05/09/2018

CICLO DE PALESTRAS SENGE: Pedro Celestino fala sobre o papel da Engenharia brasileira na saída da crise

O fundamental papel da engenharia para retomada do desenvolvimento econômico e social do país foi o tema de mais uma etapa do Ciclo de Palestras, ocorrida na noite dessa terça-feira (04). Com o tema “papel da Engenharia Brasileira na saída da crise”, a palestra da noite foi ministrada pelo engenheiro Pedro Celestino Pereira Filho, atual presidente do Clube de Engenharia no RJ.

A inciativa é realizada pelo Conselho Técnico Consultivo do SENGE (CTC), visando ampliar e aprofundar estudo sobre o fenômeno da uberização do trabalho, contextualizando e analisando sua repercussão sobre a sociedade e o mundo do trabalho. Ao decorrer da programação, o Ciclo de Palestras SENGE tem trazido assuntos como a financeirização da economia e do mercado do trabalho, a indústria 4.0 e tecnologia da informação, os aspectos do trabalho intermitente e sem vínculos, a Reforma Trabalhista e a precarização do mercado do trabalho, a desestruturação das fontes de financiamento da seguridade social, a ação corporativa e o protagonismo social e político dos sindicatos e o cooperativismo digital.

Nas edições anteriores, o Ciclo de Palestras SENGE já recebeu o economista Enéas de Souza, que tratou da financeirização da economia e do mercado do trabalho no contexto do geopolítico mundial; o professor do Instituto de Informática, Sergio Bampi, que falou sobre a internet das coisas, indústria 4.0, tecnologia da informação e suas implicações no mercado do trabalho; e o economista David Deccache, que palestrou sobre a crise estrutural do capital na economia brasileira e o fenômeno da uberização. Ludmila Abílio, que apresentou uma análise da nova forma de subordinação do trabalho chamada de ‘uberização’, que conta com o autogerenciamento do trabalhador enquanto empreendedor de si próprio, e Marilane Teixeira, com uma abordagem sobre o protagonismo sindical frente às mudanças tecnológicas e à Reforma Trabalhista também já passaram pela programação, que é aberta ao público e gratuita.

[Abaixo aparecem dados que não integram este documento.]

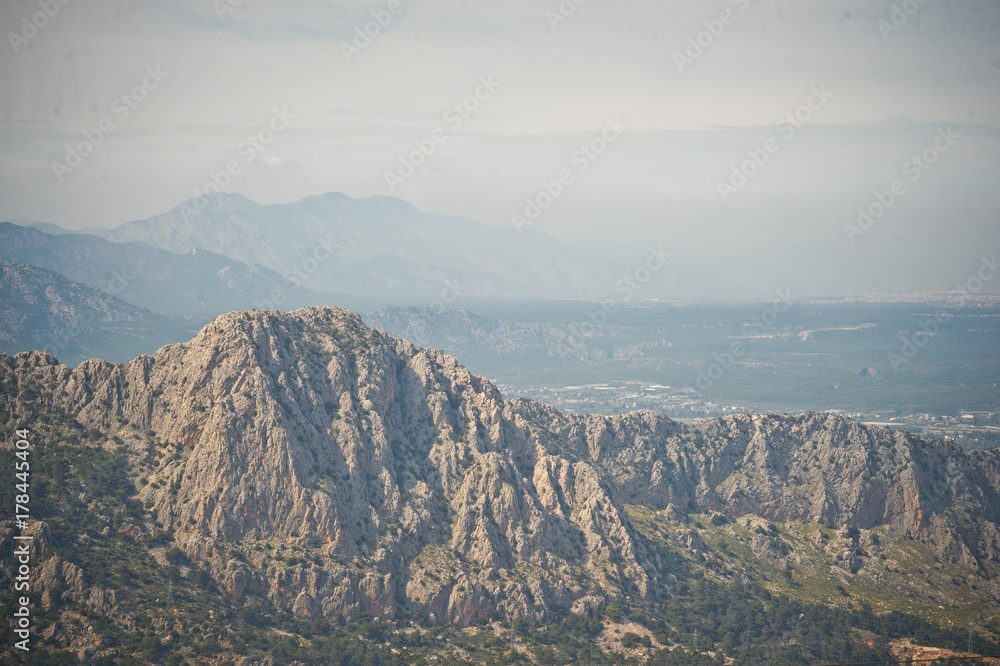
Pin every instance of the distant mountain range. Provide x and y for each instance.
(192, 282)
(44, 310)
(383, 246)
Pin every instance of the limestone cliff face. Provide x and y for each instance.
(336, 469)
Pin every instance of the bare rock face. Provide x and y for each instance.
(338, 470)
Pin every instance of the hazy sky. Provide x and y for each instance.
(884, 85)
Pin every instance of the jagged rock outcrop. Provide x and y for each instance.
(336, 469)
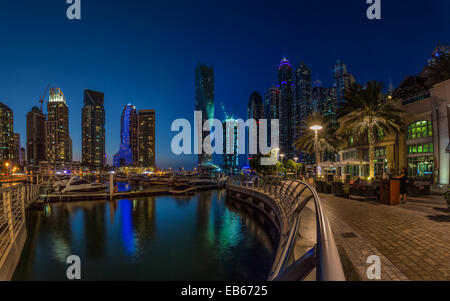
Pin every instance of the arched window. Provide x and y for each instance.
(420, 129)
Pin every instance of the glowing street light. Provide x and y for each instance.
(296, 159)
(316, 129)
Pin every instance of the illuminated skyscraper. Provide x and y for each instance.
(341, 80)
(230, 158)
(16, 149)
(255, 110)
(286, 108)
(93, 130)
(58, 141)
(146, 138)
(204, 102)
(302, 97)
(36, 150)
(6, 134)
(127, 155)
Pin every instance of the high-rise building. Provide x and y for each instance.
(58, 141)
(302, 97)
(22, 157)
(230, 159)
(341, 80)
(328, 106)
(6, 134)
(287, 108)
(146, 138)
(317, 96)
(204, 102)
(16, 149)
(255, 110)
(93, 130)
(36, 150)
(272, 103)
(127, 154)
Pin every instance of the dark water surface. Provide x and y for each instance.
(203, 237)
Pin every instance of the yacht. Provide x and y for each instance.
(77, 185)
(60, 183)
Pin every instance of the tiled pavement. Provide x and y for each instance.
(412, 244)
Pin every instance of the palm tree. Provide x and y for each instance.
(368, 112)
(327, 140)
(439, 70)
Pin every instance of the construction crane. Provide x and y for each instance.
(41, 98)
(222, 106)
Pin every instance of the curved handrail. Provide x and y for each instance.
(291, 199)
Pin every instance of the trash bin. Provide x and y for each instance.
(390, 192)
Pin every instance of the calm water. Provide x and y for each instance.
(203, 237)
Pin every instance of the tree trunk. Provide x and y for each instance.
(371, 154)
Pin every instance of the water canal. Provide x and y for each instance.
(202, 237)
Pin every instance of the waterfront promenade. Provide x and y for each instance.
(412, 240)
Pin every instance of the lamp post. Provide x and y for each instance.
(296, 159)
(316, 129)
(276, 165)
(282, 156)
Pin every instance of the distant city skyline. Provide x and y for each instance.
(146, 54)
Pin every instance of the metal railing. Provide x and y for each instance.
(13, 201)
(292, 197)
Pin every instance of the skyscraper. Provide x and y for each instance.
(204, 102)
(127, 154)
(317, 96)
(36, 150)
(328, 106)
(58, 141)
(341, 80)
(302, 97)
(6, 133)
(230, 157)
(255, 110)
(287, 108)
(146, 138)
(93, 130)
(272, 103)
(16, 149)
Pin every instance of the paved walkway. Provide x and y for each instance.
(412, 240)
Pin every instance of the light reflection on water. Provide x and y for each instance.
(202, 237)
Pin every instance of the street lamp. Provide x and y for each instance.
(296, 159)
(276, 165)
(316, 129)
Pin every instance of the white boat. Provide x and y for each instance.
(77, 185)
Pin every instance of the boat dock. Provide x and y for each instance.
(88, 196)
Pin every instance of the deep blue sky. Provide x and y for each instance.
(145, 52)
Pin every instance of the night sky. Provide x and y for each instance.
(145, 52)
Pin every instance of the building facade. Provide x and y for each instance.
(204, 102)
(16, 150)
(302, 97)
(230, 158)
(128, 152)
(146, 138)
(341, 80)
(6, 134)
(286, 108)
(422, 146)
(58, 141)
(255, 110)
(93, 130)
(36, 149)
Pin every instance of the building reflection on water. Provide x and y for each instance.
(202, 237)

Engenheiro civil especializado em Transportes, formado pela PUC-RIO em 1967, Pedro Celestino preside a Internacional de Consultoria e Planejamento S.A. (ICOPLAN), empresa de engenharia consultiva com serviços realizados em quase todos os Estados brasileiros, desde 1975. É membro vitalício do Conselho Diretor do Clube de Engenharia. Representou o Clube no CREA-RJ por nove anos e na Federação Brasileira de Associações de Engenheiros (FEBRAE) por seis anos. Fez parte da direção da Associação Brasileira de Consultores de Engenharia (ABCE) por três anos. Foi membro do Conselho Diretor da Associação Comercial do Rio de Janeiro por dois anos. É o atual presidente do Clube de Engenharia, recentemente reeleito.

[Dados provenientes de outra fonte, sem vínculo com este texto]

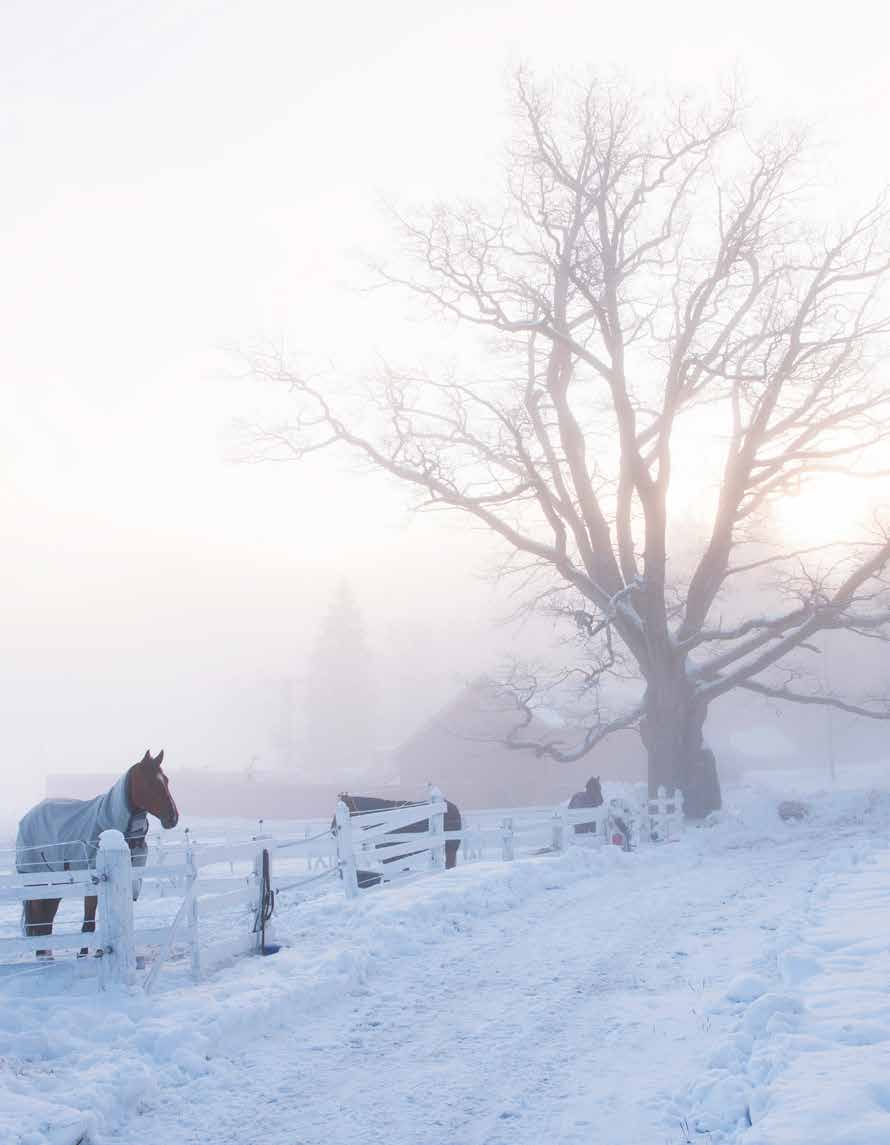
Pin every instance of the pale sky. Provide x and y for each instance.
(180, 176)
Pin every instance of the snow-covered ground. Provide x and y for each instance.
(730, 987)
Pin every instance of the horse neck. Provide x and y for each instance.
(133, 802)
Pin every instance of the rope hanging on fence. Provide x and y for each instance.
(309, 878)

O engenheiro iniciou sua apresentação lembrando que em outra ocasião em que esteve no Rio Grande do Sul participou em conjunto com o Sindicato dos Engenheiros da elaboração da carta de Porto Alegre que, posteriormente, deu origem à carta de Maceió. O documento, que foi lido na abertura da palestra, destaca que a Engenharia é um os setores da economia mais afetados pela crise sendo estas as principais empresas afetadas, em processo que redundou no fechamento de milhares de empresas e no desemprego de pelo menos 100 mil profissionais.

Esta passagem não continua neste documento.